Writing a custom activation function

Activation functions (also called transforms in neon) are nonlinearities such as rectified linear, softmax, or hyperbolic tangent functions.

Generally these functions are bundled together with a neural network layer such as Affine or Convolution.

We derive the Transform interface in neon, which specifies a call and bprop function. call is used during forward pass computation, and bprop is used to compute the derivative.



In [ ]:

    
from neon.backends import gen_backend
from neon.transforms.transform import Transform
be = gen_backend('gpu', batch_size=128)

class MySoftmax(Transform):
    """
    SoftMax activation function. Ensures that the activation output sums to 1.
    """
    def __init__(self, name=None):
        super(MySoftmax, self).__init__(name)

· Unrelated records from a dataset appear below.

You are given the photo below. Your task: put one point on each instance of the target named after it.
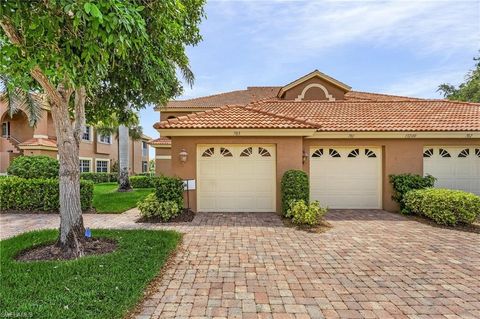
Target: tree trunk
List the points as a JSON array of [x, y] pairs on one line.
[[72, 231], [123, 159]]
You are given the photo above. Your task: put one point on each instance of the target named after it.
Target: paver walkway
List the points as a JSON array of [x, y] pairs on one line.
[[372, 264]]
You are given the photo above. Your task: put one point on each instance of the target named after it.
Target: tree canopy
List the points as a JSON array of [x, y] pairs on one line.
[[122, 52], [468, 91]]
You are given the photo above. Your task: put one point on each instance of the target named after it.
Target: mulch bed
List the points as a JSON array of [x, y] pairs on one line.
[[186, 216], [468, 228], [91, 246], [322, 226]]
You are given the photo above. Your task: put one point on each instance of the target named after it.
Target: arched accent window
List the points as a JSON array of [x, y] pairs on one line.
[[225, 152], [246, 152], [428, 152], [464, 153], [354, 153], [444, 153], [208, 152], [370, 153], [318, 153], [334, 153], [263, 152]]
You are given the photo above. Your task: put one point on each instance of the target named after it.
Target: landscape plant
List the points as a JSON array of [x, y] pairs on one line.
[[86, 61]]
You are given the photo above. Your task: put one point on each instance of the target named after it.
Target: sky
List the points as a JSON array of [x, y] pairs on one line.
[[394, 47]]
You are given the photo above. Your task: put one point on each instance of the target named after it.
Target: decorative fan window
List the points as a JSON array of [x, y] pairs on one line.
[[263, 152], [246, 152], [370, 153], [318, 153], [464, 153], [354, 153], [208, 152], [444, 153], [333, 153], [428, 153], [225, 152]]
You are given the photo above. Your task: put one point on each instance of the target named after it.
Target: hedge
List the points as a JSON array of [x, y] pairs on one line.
[[169, 189], [294, 187], [40, 166], [142, 181], [403, 183], [40, 194], [444, 206], [100, 177]]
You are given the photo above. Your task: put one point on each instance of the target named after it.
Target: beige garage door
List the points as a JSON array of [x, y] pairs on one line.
[[346, 177], [236, 178], [454, 167]]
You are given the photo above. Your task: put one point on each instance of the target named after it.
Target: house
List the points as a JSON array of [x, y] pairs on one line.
[[237, 145], [97, 152]]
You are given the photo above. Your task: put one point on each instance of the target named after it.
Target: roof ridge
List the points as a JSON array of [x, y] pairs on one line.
[[280, 115]]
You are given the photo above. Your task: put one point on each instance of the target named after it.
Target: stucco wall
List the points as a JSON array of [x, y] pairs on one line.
[[163, 166], [399, 156], [289, 156], [314, 93]]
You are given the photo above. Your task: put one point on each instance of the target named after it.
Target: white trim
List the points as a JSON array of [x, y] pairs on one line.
[[163, 157], [315, 85], [401, 135], [236, 132], [90, 160], [102, 160]]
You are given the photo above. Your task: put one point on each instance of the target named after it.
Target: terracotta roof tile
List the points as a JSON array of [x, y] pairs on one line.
[[160, 141], [235, 116], [403, 115]]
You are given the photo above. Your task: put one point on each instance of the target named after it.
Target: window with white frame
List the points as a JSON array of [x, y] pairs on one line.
[[102, 166], [87, 133], [144, 149], [85, 166], [105, 138]]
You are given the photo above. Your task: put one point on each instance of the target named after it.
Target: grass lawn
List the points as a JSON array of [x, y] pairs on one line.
[[106, 199], [106, 286]]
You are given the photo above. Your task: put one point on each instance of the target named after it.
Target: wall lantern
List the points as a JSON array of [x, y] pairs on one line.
[[183, 155], [304, 156]]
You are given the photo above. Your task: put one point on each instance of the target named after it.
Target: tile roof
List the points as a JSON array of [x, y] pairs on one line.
[[235, 116], [381, 116], [401, 115], [160, 141], [49, 142], [257, 93]]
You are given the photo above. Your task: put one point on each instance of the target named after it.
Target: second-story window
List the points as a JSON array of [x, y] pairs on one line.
[[87, 133], [107, 139]]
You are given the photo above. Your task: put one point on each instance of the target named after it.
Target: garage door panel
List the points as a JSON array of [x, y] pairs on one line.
[[340, 181], [242, 182], [459, 171]]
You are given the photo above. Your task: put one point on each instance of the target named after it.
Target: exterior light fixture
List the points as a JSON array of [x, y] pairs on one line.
[[183, 155], [304, 156]]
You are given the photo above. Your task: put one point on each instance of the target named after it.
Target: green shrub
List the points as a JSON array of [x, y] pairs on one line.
[[34, 167], [294, 187], [169, 189], [100, 177], [142, 181], [150, 207], [18, 193], [303, 214], [444, 206], [404, 183]]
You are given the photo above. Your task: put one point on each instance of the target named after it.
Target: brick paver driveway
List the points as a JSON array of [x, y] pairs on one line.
[[372, 264]]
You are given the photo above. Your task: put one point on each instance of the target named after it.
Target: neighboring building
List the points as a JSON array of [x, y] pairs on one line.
[[237, 145], [97, 152]]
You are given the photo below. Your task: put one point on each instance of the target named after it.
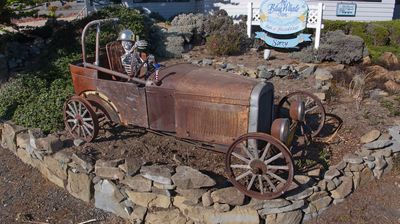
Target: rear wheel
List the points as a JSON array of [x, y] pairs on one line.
[[80, 119], [260, 166]]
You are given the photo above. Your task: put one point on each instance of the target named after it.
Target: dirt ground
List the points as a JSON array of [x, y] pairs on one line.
[[376, 203]]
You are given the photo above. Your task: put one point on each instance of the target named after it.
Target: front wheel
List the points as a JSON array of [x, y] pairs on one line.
[[80, 119], [259, 166]]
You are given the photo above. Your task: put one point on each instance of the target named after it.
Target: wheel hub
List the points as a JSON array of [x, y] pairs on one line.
[[258, 167]]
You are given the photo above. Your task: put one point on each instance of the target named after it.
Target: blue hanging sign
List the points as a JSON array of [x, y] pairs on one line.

    def __call__(self, x):
        """
        Implement softmax(x) = e^(x-max(x)) / sum(e^(x-max(x))). 
        
        Input x has shape (# features, batch_size) 
        
        Return softmax(x), with shape (# features, batch_size), but where the features sum to 1.
                
        """

        expx = self.be.exp(x - self.be.max(x, axis=0))
        return expx / self.be.sum(expx, axis=0)
    
    def bprop(self, x):
        """
        We take a shortcut here- the derivative cancels out with a term in the CrossEntropy derivative.
        """
        return 1

Test our softmax

1) make some test data, on the host 2) move the test data to the device (GPU) 3) calculate softmax on our test data 4) copy the result back to the host, and inspect that it's correct.



In [ ]:

    
# generate some test data using numpy
import numpy as np
data_cpu = np.array([[1,1,1,1],
                     [1,2,3,4],
                     [1,3,5,7]])
print data_cpu.shape

# copy test data to the backend (GPU), and allocate an output buffer
data = be.array(data_cpu)

# test our softmax
mysoftmax = MySoftmax()
data[:] = mysoftmax(data)

data_cpu = data.get()
print data_cpu

# validate that our output sums to one
data_sum =  np.sum(data_cpu)
assert 1 - data_sum < 0.0001